While all this sounds great, there are some hidden downsides of working remotely that are essential for workers & managers alike to understand. And much of them have to do with the science which shows human beings are hard-wired to thrive by connecting frequently with other people face-to-face. And that means the loss of true connection we get during the 8-10 hours we work alone each day has the potential to do us long term harm.
Our guest for this episode is Jon Levy. He’s a behavioral scientist whose new book, “You’re Invited: The Art and Science of Cultivating Relationships” is a New York Times, Wall Street Journal & USA Today bestseller.
Brigham Young research has found that the most important predictor of living a long life is “social integration” – meaning how many people we connect with every day. And a brand-new University of Chicago study confirms it’s the routine interactions we have with many people, including with our work colleagues, the dry cleaner, people at yoga class, etcetera that contribute to human well-being. The interesting conclusion is that people who have frequent interactions with others throughout the day – even when these experiences are especially brief or inconsequential – experience far less depression & better mental health.
As you’ll hear Jon say in this episode, the “great super power” for people working on remote teams is the sense that they belong & matter personally. Consequently, it’s absolutely essential that workplace managers are intentional is fostering that “belonging.” And much of the discussion features highly informed ways of accomplishing this.
Another great challenge of working remotely is our compromised ability to build meaningful connections with people when we see them less frequently or not at all. And Jon has unique perspective on how we might achieve this both personally & professionally.

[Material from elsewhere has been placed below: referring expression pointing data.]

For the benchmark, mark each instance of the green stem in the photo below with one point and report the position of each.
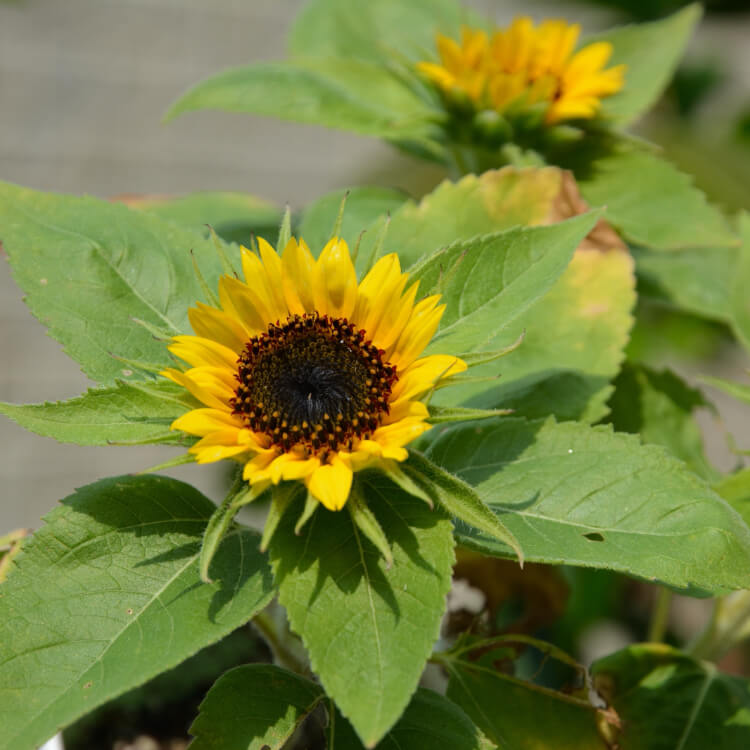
(660, 616)
(728, 627)
(287, 649)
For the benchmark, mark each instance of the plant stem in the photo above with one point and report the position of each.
(657, 628)
(729, 626)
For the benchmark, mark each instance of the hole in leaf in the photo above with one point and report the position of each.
(594, 536)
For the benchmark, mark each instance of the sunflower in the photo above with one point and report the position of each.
(306, 375)
(524, 66)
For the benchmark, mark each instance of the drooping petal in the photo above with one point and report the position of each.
(330, 483)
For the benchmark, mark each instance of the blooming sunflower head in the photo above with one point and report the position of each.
(305, 374)
(526, 67)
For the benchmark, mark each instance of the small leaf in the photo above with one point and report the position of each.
(697, 706)
(125, 412)
(366, 522)
(253, 707)
(329, 92)
(669, 213)
(107, 595)
(357, 618)
(461, 501)
(659, 407)
(651, 52)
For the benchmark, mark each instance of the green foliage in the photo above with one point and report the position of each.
(739, 291)
(668, 214)
(89, 267)
(368, 629)
(234, 216)
(651, 52)
(363, 206)
(574, 345)
(588, 496)
(123, 413)
(375, 31)
(259, 706)
(462, 210)
(696, 705)
(659, 407)
(496, 277)
(518, 713)
(330, 92)
(695, 281)
(107, 595)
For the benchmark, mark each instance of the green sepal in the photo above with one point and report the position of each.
(311, 505)
(408, 484)
(366, 522)
(443, 414)
(285, 231)
(281, 497)
(219, 523)
(460, 500)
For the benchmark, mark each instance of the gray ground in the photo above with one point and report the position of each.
(83, 86)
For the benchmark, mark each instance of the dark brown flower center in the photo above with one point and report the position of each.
(313, 381)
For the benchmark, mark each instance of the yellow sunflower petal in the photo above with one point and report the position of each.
(335, 281)
(297, 269)
(330, 484)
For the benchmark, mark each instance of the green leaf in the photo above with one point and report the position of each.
(651, 52)
(124, 413)
(519, 714)
(578, 495)
(254, 707)
(652, 203)
(695, 281)
(234, 216)
(695, 705)
(574, 345)
(740, 288)
(258, 705)
(375, 31)
(495, 278)
(107, 595)
(461, 501)
(447, 414)
(336, 93)
(363, 206)
(88, 267)
(659, 407)
(735, 489)
(475, 205)
(430, 721)
(368, 629)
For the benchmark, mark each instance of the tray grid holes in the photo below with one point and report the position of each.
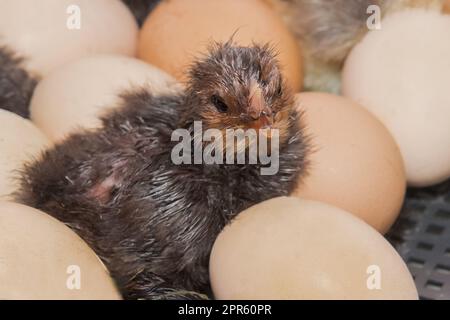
(433, 285)
(443, 214)
(442, 269)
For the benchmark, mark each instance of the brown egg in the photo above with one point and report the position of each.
(77, 94)
(20, 141)
(178, 30)
(356, 164)
(41, 258)
(50, 33)
(447, 6)
(287, 248)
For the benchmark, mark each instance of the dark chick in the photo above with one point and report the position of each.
(152, 222)
(141, 8)
(16, 84)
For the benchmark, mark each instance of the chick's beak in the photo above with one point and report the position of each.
(259, 112)
(265, 121)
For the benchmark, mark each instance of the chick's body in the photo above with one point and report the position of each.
(152, 222)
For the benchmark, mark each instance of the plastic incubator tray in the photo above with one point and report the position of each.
(422, 237)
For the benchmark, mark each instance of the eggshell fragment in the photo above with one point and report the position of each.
(401, 73)
(177, 31)
(50, 33)
(355, 164)
(41, 258)
(287, 248)
(76, 95)
(20, 141)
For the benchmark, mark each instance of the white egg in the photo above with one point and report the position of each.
(287, 248)
(50, 33)
(41, 258)
(78, 94)
(401, 73)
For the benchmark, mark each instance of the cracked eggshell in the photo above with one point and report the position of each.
(355, 163)
(77, 94)
(20, 141)
(38, 30)
(177, 31)
(401, 73)
(287, 248)
(41, 258)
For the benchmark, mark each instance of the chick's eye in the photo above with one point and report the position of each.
(220, 105)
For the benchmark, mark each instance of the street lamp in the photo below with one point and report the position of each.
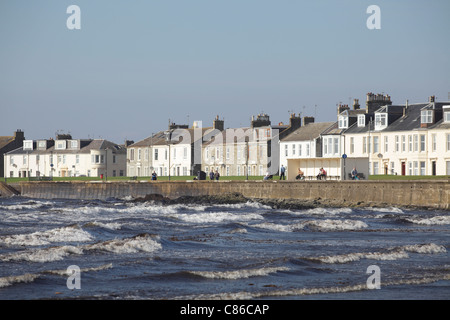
(168, 135)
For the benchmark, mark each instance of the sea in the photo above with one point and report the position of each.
(120, 249)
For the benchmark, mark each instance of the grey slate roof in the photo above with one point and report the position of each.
(309, 131)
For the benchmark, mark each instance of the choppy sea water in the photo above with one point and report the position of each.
(128, 250)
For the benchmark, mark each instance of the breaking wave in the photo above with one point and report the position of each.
(391, 254)
(238, 274)
(140, 243)
(437, 220)
(313, 291)
(64, 234)
(322, 225)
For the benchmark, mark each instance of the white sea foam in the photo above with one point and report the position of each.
(274, 227)
(10, 280)
(242, 295)
(331, 224)
(141, 243)
(437, 220)
(42, 255)
(325, 211)
(387, 209)
(64, 234)
(82, 270)
(217, 217)
(390, 254)
(26, 205)
(238, 274)
(110, 225)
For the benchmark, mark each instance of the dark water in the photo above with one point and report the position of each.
(127, 250)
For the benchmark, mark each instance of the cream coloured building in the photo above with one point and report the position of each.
(66, 157)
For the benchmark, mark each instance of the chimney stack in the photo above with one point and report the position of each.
(308, 120)
(218, 124)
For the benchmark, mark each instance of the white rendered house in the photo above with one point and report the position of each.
(66, 157)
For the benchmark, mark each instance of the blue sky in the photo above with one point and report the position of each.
(136, 64)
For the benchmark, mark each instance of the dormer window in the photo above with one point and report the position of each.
(380, 121)
(60, 144)
(343, 122)
(426, 116)
(446, 114)
(28, 145)
(361, 120)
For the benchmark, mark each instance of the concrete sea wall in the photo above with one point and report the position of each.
(431, 194)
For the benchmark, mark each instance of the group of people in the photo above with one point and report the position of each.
(301, 175)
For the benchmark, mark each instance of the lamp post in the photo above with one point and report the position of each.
(168, 135)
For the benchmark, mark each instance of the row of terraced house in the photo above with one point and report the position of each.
(379, 138)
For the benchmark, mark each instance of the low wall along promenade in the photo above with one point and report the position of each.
(431, 194)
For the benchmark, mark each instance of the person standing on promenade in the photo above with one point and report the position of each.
(282, 173)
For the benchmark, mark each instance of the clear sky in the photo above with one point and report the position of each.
(134, 65)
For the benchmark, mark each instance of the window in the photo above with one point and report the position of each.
(422, 142)
(343, 122)
(28, 145)
(375, 168)
(380, 121)
(364, 144)
(336, 145)
(60, 144)
(361, 120)
(375, 145)
(422, 168)
(352, 145)
(426, 116)
(447, 116)
(448, 141)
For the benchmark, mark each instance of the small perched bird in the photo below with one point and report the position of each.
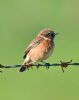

He’s famous for creating what he calls “influencer dinners.” As part of an unusual social experiment, he began inviting people from widely disparate backgrounds to his home for dinners. But the twist was that those whom he invited did all the cooking – & they didn’t learn anyone else’s identity or occupation until they sat down to eat. And the goal of these gatherings, was not to network, but to build meaningful & lasting relationships
We cover a lot of ground in this episode & the insight you’ll hear will prove invaluable especially if you dream of working remotely most of the time or manage a remote working team.